May 21, 2013
Partnership Urges Lawmakers to Consider Negative Impact of Cost-Sharing on Vulnerable Beneficiaries, Medicare Costs
Posted in: Press Release
Washington, DC — Home health leaders today cautioned lawmakers on Capitol Hill that a cost-sharing requirement in the Medicare home health benefit could potentially have negative effects on many of the nation’s 3.5 million home health beneficiaries and future Medicare costs.
The Partnership for Quality Home Healthcare – a coalition of home health providers dedicated to developing innovative reforms to improve the program integrity, quality, and efficiency of home healthcare for our nation’s seniors — strongly opposes the re-imposition of a cost-sharing requirement in the Medicare home health benefit. Congress repealed a Medicare home health copayment in 1972 because it was ineffective in reducing costs and was found to create “a financial burden to many elderly persons living on marginal incomes.” Congress chose to eliminate the copayment because it limited patient access to care and led to patients being served in more expensive facility-based settings.
“Increasing the burden on America’s seniors, particularly those who are most vulnerable, has proven to be counterproductive,” said Eric Berger, CEO of the Partnership. “In fact, Avalere Health estimates that the re-imposition of out-of-pocket costs on Medicare home health beneficiaries could have the opposite effect of what Congress intends, potentially costing Medicare and taxpayers billions in increased healthcare costs.”
A new analysis by Avalere Health finds that nearly 40 percent of home health users who are not dually-eligible for Medicaid nor have other supplemental insurance would likely be responsible for the full out-of-pocket cost associated with a cost-sharing requirement. Whereas an estimated 38 percent of all Medicare beneficiaries have an annual income below the federal poverty level (FPL), which equals $22,340 per year for a household of one, fully 73 percent of Medicare home health beneficiaries have this low-income status.
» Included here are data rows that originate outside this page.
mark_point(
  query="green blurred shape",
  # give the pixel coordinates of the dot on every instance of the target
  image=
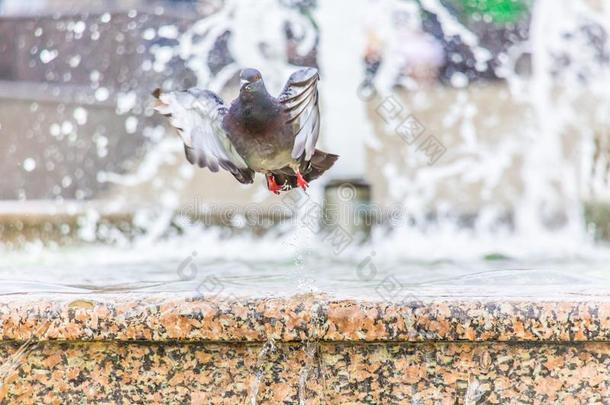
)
(500, 11)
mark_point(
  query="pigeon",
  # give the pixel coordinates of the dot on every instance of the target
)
(275, 136)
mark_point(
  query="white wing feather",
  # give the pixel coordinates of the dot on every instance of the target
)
(300, 101)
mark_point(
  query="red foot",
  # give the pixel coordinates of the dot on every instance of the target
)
(272, 185)
(301, 181)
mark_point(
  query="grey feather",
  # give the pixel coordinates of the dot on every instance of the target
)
(197, 115)
(300, 100)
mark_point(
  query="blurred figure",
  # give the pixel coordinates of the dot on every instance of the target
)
(399, 46)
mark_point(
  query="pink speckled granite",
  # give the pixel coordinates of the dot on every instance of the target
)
(301, 318)
(309, 349)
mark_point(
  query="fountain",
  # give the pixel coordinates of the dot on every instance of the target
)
(481, 280)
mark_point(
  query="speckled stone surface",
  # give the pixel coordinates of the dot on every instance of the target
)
(310, 349)
(328, 373)
(301, 318)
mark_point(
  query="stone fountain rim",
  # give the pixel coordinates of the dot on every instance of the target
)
(303, 318)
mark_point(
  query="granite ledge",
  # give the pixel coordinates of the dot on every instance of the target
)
(163, 318)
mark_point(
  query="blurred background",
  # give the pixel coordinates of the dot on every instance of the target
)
(475, 128)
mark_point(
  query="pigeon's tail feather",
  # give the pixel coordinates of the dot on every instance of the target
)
(319, 163)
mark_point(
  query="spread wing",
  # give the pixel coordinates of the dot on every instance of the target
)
(300, 101)
(197, 115)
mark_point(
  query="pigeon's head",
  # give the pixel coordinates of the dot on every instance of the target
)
(251, 81)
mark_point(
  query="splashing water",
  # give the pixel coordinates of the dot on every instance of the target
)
(554, 142)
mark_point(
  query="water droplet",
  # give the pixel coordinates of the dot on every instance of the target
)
(80, 115)
(102, 94)
(47, 55)
(29, 164)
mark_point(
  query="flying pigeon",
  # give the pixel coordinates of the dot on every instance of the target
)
(275, 136)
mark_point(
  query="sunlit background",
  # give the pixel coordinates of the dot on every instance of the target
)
(474, 138)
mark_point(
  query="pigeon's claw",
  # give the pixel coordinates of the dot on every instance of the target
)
(301, 182)
(272, 185)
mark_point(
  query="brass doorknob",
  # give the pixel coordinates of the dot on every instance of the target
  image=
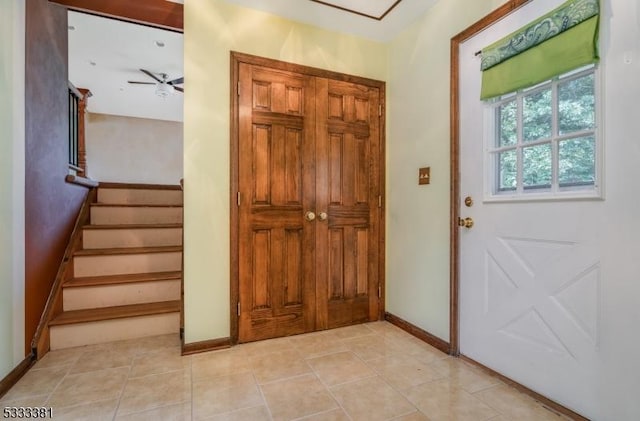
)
(466, 222)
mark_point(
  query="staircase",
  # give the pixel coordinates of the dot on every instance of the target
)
(126, 278)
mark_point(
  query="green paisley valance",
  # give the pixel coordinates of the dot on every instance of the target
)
(560, 41)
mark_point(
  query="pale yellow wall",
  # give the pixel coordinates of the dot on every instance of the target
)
(418, 136)
(133, 150)
(212, 29)
(12, 24)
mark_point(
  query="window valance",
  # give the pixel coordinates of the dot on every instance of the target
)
(562, 40)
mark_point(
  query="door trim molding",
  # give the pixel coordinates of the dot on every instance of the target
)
(418, 332)
(454, 281)
(236, 59)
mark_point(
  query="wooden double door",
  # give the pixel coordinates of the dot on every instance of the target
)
(310, 186)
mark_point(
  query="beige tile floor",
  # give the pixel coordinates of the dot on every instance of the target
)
(367, 372)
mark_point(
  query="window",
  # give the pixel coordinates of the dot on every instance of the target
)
(542, 142)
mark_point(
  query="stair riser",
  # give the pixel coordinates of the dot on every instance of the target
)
(120, 294)
(66, 336)
(121, 264)
(114, 215)
(139, 196)
(131, 237)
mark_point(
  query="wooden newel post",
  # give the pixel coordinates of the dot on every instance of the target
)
(82, 149)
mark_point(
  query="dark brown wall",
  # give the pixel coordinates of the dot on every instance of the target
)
(51, 204)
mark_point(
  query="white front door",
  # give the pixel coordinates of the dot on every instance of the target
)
(530, 271)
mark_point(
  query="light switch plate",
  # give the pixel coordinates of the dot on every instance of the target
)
(424, 175)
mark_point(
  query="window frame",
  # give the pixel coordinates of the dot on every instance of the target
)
(554, 192)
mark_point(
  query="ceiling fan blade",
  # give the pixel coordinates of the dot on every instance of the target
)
(151, 75)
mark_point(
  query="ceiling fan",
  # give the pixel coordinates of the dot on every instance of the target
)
(164, 87)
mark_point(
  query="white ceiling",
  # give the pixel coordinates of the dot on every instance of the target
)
(105, 53)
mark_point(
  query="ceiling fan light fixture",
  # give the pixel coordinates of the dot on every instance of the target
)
(163, 90)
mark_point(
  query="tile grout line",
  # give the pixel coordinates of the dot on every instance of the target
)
(328, 389)
(124, 386)
(266, 404)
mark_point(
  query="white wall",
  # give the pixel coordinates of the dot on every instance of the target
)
(12, 29)
(619, 378)
(133, 150)
(212, 29)
(418, 136)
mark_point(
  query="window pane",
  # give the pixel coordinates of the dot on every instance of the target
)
(536, 116)
(576, 105)
(536, 166)
(507, 170)
(507, 124)
(577, 161)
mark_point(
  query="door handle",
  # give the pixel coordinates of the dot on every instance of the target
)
(466, 222)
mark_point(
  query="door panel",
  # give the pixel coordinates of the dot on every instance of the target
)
(530, 270)
(348, 136)
(306, 144)
(276, 270)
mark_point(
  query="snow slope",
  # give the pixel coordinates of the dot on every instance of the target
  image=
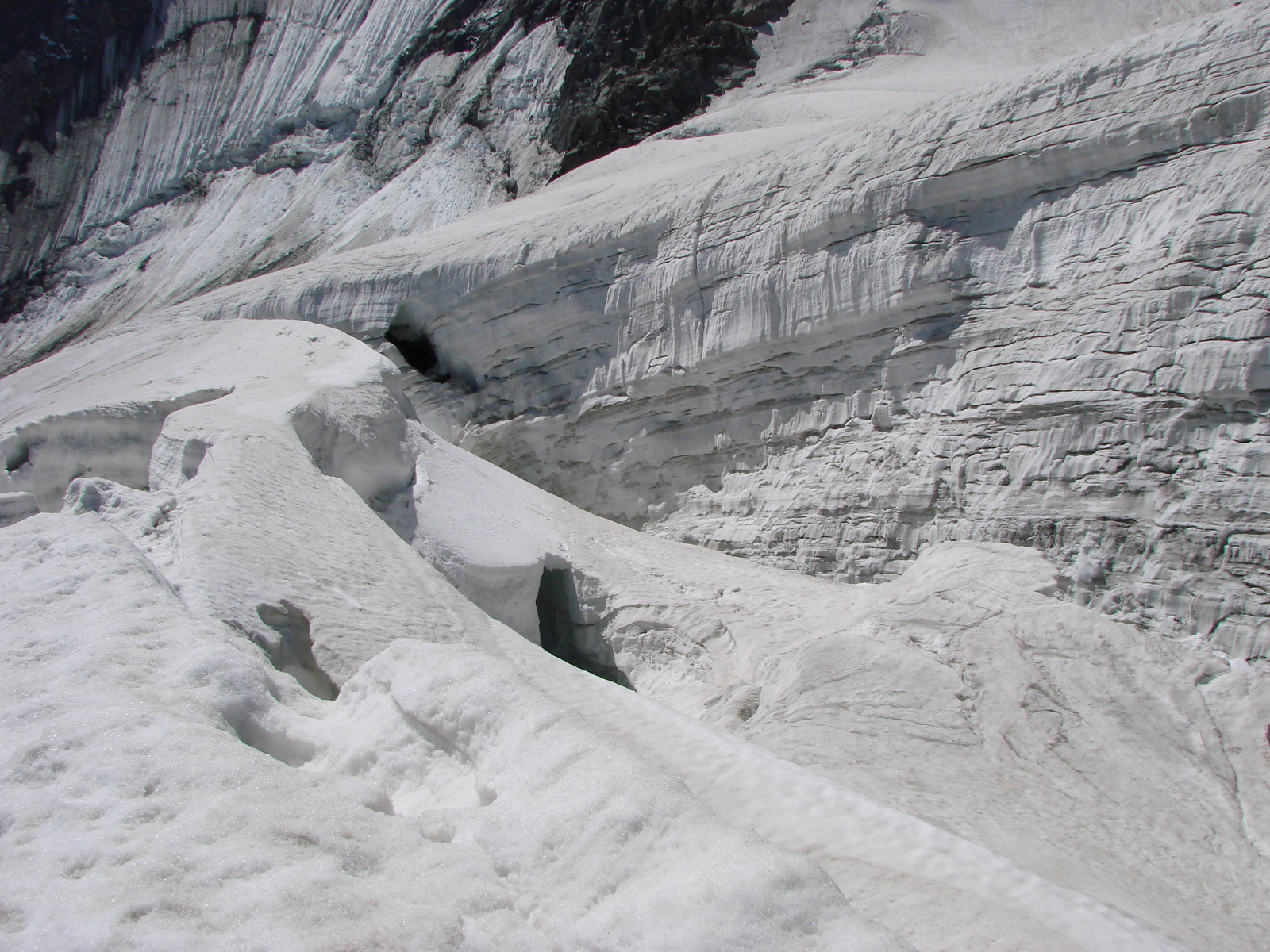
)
(1030, 314)
(260, 520)
(916, 290)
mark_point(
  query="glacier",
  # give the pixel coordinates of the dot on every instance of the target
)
(651, 476)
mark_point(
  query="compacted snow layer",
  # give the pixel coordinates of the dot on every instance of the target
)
(152, 800)
(1032, 313)
(978, 765)
(279, 673)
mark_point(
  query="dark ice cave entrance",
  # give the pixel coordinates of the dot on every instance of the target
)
(564, 636)
(417, 351)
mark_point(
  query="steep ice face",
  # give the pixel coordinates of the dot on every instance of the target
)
(857, 317)
(933, 708)
(1030, 313)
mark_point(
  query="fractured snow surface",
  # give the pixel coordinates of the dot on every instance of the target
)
(271, 647)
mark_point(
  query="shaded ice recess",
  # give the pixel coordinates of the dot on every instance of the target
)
(112, 442)
(563, 634)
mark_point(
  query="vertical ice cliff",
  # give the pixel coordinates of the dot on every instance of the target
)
(379, 374)
(1030, 313)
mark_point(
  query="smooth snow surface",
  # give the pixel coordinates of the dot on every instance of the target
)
(935, 279)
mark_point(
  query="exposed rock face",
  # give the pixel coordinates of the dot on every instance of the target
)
(914, 281)
(1033, 314)
(273, 129)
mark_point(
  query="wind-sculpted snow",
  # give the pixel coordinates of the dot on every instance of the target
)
(1032, 314)
(948, 723)
(302, 662)
(135, 812)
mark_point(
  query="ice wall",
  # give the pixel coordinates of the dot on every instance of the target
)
(1032, 313)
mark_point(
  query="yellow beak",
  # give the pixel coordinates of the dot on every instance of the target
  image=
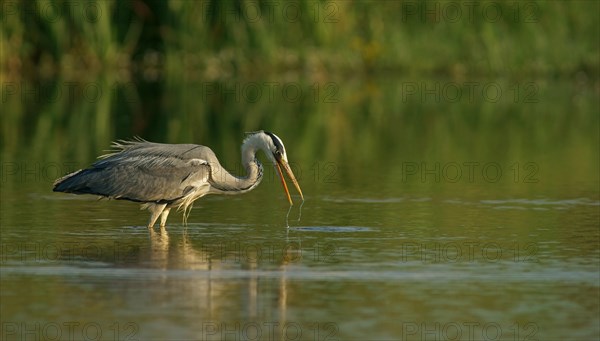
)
(279, 164)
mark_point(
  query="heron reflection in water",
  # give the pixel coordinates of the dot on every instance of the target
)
(163, 176)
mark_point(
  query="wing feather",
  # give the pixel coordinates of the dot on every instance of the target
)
(144, 171)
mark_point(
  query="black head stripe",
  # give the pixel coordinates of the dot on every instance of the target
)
(277, 142)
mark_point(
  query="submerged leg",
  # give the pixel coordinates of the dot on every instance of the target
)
(163, 216)
(155, 211)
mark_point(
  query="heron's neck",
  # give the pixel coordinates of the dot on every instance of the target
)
(224, 182)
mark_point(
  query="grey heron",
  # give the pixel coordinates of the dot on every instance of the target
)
(163, 176)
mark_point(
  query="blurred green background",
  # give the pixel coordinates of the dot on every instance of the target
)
(349, 82)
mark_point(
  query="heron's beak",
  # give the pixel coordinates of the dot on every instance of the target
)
(278, 165)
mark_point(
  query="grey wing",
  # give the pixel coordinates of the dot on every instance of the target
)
(144, 172)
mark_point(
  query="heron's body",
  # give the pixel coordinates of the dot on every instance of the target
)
(163, 176)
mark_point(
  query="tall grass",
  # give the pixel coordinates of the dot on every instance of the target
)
(219, 39)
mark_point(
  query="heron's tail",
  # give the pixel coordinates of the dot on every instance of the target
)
(76, 182)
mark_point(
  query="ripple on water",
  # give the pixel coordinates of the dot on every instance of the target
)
(332, 228)
(541, 204)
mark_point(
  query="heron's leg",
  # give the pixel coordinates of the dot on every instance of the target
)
(163, 216)
(155, 211)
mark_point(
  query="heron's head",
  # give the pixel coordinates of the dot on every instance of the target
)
(273, 147)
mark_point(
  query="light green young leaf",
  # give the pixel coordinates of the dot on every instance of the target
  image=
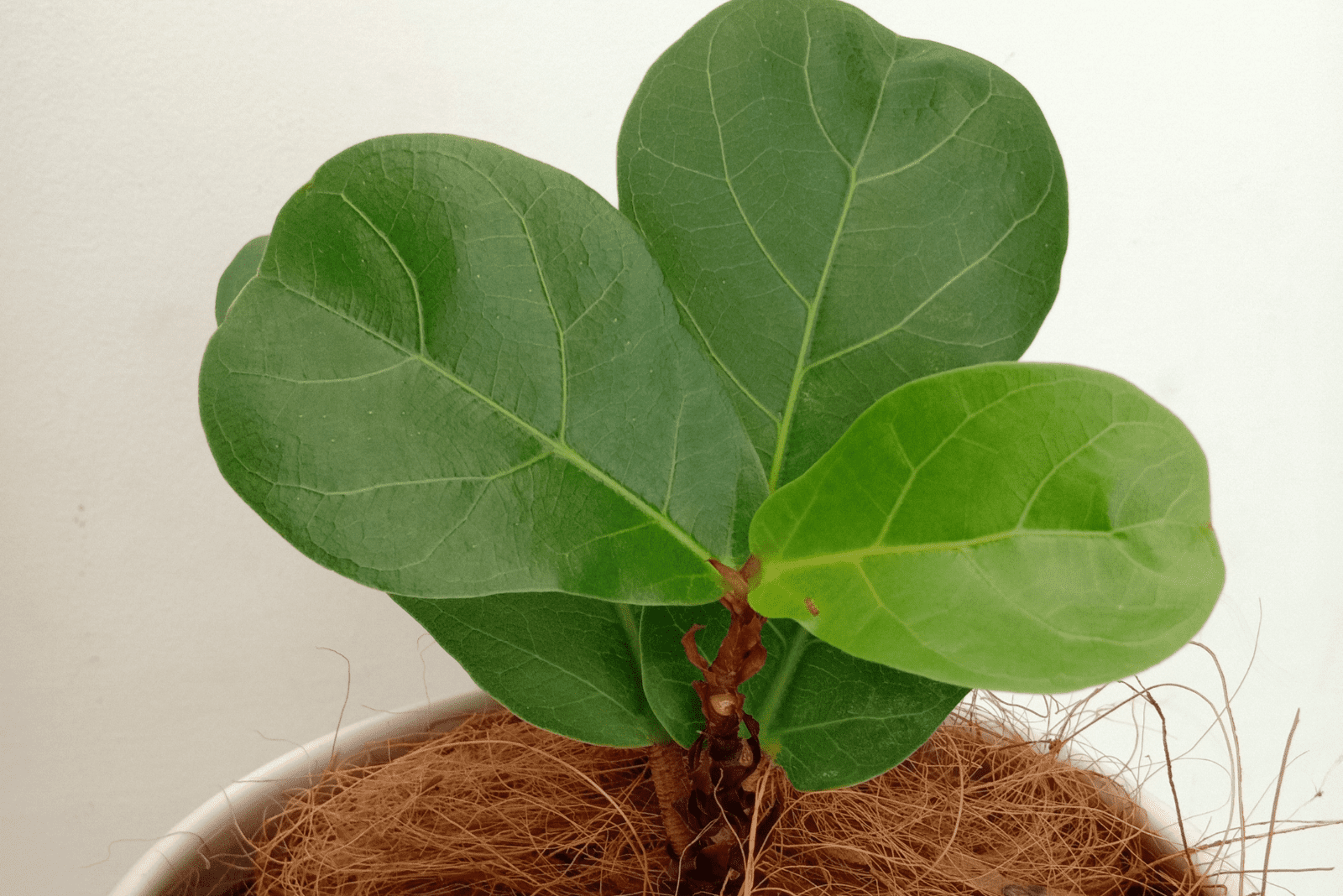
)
(1027, 528)
(830, 719)
(458, 373)
(839, 210)
(564, 663)
(242, 268)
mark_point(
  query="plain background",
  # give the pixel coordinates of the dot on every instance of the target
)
(160, 642)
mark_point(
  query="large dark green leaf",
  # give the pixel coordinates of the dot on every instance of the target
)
(830, 719)
(235, 277)
(839, 211)
(1029, 528)
(564, 663)
(458, 372)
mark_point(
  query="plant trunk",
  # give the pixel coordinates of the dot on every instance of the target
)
(708, 800)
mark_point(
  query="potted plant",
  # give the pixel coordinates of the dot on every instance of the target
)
(767, 411)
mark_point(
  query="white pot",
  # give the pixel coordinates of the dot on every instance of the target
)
(215, 829)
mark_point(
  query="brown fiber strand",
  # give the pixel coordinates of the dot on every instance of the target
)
(500, 808)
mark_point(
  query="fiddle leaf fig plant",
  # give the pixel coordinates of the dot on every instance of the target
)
(557, 432)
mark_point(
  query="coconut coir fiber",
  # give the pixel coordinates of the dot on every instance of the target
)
(501, 808)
The analysis also finds the same low-income population is typically older, sicker and more likely to have severe disabilities than the Medicare beneficiary population as a whole. Eighty-six percent of home health patients are living with three or more chronic conditions, while 69 percent of all Medicare beneficiaries is that ill. Nearly 26 percent of home health beneficiaries are age 85 and older compared to 11.8 percent for all Medicare patients. These factors increase the risk that patients will forgo low-cost home-based care and instead seek care in facility settings. As a result, Avalere Health has found that Medicare could incur as much as $16.7 billion in additional costs in other settings over a decade if a home health copayment — which Congress repealed in 1972 — were re-imposed.
Instead of increasing out-of-pocket costs to seniors, the Partnership is urging Congress to advance targeted policy solutions that combat waste, fraud and abuse. Home health community leaders have put forth the “Skilled Home Health and Integrity Program Savings” (SHHIPS) proposal, which offers targeted solutions to stop the payment of aberrant claims before they occur, strengthen the claims review process, and improve conditions of participation standards. These reforms are based on outlier payment reform, which was successfully implemented in 2010 and is on track to achieve more than $11 billion in savings over a 10-year period.
“We encourage lawmakers to advance pro-patient solutions that achieve significant savings through program integrity reforms. These positive solutions strengthen the integrity of the Medicare program and deliver billions in savings without negatively impact seniors citizens, compliant providers, or taxpayers,” added Berger.
The Partnership is also a member of Fight Fraud First! — a coalition of groups representing millions of older Americans, persons with disabilities, minorities, veterans and healthcare providers founded to advance the principle that eliminating waste, fraud and abuse in the Medicare program should be prioritized over beneficiary cost increases and across-the-board cuts.